🤖 AI Summary
This work addresses the challenges of weak inter-shot consistency and absence of cinematic language in multi-shot, film-grade narrative video generation. Methodologically: (1) structured storyboards—represented as frame-indexed shot boundaries—serve as spatiotemporal anchors to enforce strong narrative control; (2) a multi-shot memory bank is introduced to model long-range entity consistency across shots; (3) a global–local dual-encoder architecture with a two-stage training strategy is designed to ensure intra-shot coherence and cinematic inter-shot transitions. Evaluated on ConStoryBoard, a large-scale, manually annotated storyboard-video dataset curated for this task, our framework achieves significant improvements over state-of-the-art methods in both structured narrative controllability and inter-shot consistency. To our knowledge, it is the first approach to enable high-fidelity, highly controllable multi-shot cinematic narrative video generation.
📝 Abstract
While recent advancements in generative models have achieved remarkable visual fidelity in video synthesis, creating coherent multi-shot narratives remains a significant challenge.
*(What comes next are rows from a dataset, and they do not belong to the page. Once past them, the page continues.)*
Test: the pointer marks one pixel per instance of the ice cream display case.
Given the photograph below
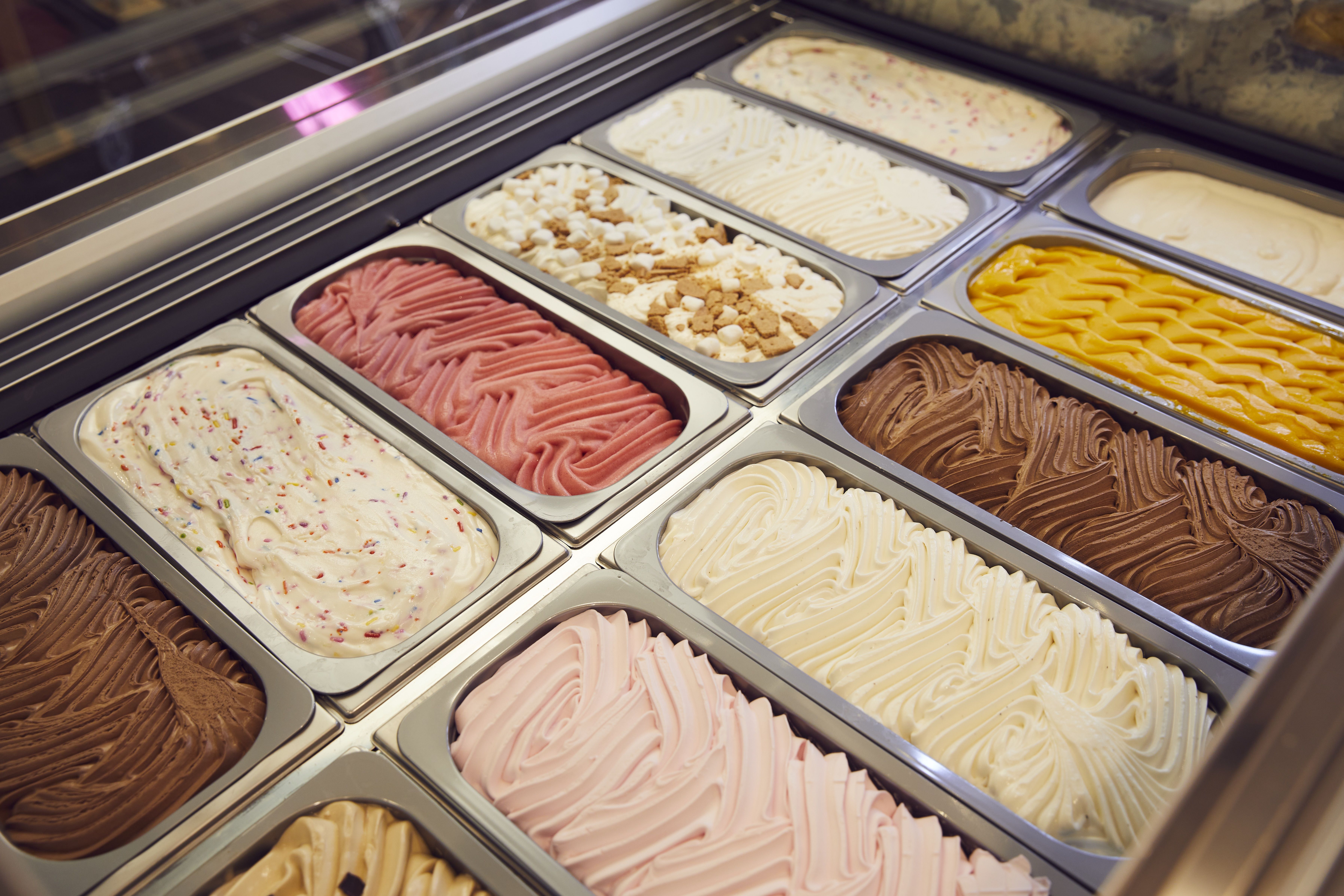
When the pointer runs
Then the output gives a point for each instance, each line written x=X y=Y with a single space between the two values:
x=694 y=447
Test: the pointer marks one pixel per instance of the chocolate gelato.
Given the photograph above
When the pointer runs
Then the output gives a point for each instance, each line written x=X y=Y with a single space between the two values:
x=1193 y=535
x=116 y=707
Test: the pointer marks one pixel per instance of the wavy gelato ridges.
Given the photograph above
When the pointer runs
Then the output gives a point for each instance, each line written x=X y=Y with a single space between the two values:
x=350 y=848
x=116 y=707
x=1257 y=373
x=1046 y=708
x=536 y=404
x=1195 y=537
x=967 y=121
x=833 y=191
x=644 y=772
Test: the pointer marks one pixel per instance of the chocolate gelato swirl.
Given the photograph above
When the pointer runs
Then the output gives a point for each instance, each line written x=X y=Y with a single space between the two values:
x=116 y=707
x=1195 y=537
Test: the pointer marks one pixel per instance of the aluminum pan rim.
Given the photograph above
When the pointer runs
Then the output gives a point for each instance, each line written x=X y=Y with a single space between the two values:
x=706 y=405
x=421 y=733
x=1085 y=126
x=984 y=206
x=519 y=539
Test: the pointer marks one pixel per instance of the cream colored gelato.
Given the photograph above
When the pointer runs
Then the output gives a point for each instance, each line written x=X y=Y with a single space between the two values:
x=345 y=545
x=1257 y=233
x=1046 y=708
x=959 y=119
x=833 y=191
x=734 y=300
x=644 y=772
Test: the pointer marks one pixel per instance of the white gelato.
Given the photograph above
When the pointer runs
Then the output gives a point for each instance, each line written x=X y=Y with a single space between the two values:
x=959 y=119
x=346 y=546
x=734 y=300
x=1046 y=708
x=1264 y=236
x=833 y=191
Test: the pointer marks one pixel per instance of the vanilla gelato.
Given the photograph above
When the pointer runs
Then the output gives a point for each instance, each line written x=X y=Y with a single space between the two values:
x=1252 y=232
x=971 y=123
x=1045 y=707
x=833 y=191
x=734 y=299
x=341 y=542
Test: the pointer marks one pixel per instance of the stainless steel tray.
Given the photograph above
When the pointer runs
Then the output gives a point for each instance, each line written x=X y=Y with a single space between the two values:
x=818 y=414
x=1042 y=230
x=986 y=206
x=290 y=705
x=706 y=414
x=420 y=735
x=638 y=554
x=521 y=541
x=361 y=777
x=756 y=381
x=1087 y=127
x=1150 y=152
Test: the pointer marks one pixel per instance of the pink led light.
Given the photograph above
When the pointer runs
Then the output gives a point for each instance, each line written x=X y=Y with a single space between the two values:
x=323 y=107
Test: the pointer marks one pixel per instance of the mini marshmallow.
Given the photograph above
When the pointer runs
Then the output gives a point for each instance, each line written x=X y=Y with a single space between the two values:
x=730 y=335
x=709 y=346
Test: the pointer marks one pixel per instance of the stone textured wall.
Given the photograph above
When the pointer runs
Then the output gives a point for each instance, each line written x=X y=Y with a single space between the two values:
x=1273 y=65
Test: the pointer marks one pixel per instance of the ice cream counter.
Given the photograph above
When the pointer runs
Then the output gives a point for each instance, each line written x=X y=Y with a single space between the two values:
x=783 y=459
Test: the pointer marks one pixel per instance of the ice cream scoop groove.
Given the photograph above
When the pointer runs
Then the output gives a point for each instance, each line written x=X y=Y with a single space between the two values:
x=1248 y=230
x=118 y=706
x=1194 y=535
x=1271 y=378
x=350 y=848
x=967 y=121
x=341 y=542
x=839 y=194
x=1046 y=708
x=639 y=768
x=536 y=404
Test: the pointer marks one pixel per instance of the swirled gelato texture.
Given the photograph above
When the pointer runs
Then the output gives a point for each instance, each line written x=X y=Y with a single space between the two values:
x=1195 y=537
x=1257 y=373
x=346 y=546
x=959 y=119
x=1253 y=232
x=833 y=191
x=644 y=772
x=350 y=848
x=116 y=707
x=536 y=404
x=734 y=300
x=1047 y=710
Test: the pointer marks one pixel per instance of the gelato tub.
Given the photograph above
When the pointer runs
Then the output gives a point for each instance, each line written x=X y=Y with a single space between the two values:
x=76 y=820
x=935 y=109
x=632 y=373
x=299 y=557
x=604 y=295
x=869 y=207
x=419 y=738
x=812 y=570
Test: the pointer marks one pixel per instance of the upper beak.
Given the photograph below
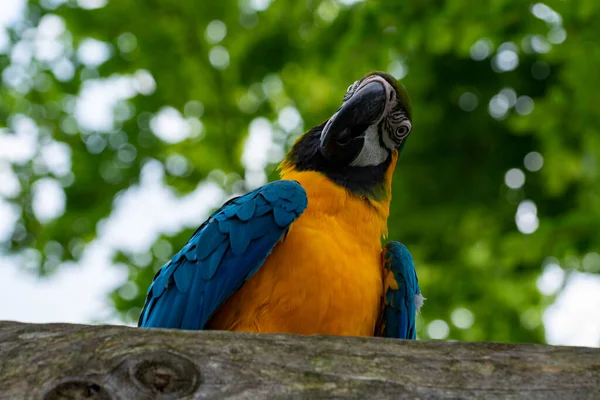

To address this, keyframe-based approaches have emerged as a promising alternative to computationally intensive end-to-end methods, offering the advantages of fine-grained control and greater efficiency. However, these methods often fail to maintain cross-shot consistency and capture cinematic language. In this paper, we introduce STAGE, a SToryboard-Anchored GEneration workflow to reformulate the keyframe-based multi-shot video generation task. Instead of using sparse keyframes, we propose STEP2 to predict a structural storyboard composed of start-end frame pairs for each shot. We introduce the multi-shot memory pack to ensure long-range entity consistency, the dual-encoding strategy for intra-shot coherence, and the two-stage training scheme to learn cinematic inter-shot transition. We also contribute the large-scale ConStoryBoard dataset, including high-quality movie clips with fine-grained annotations for story progression, cinematic attributes, and human preferences. Extensive experiments demonstrate that STAGE achieves superior performance in structured narrative control and cross-shot coherence.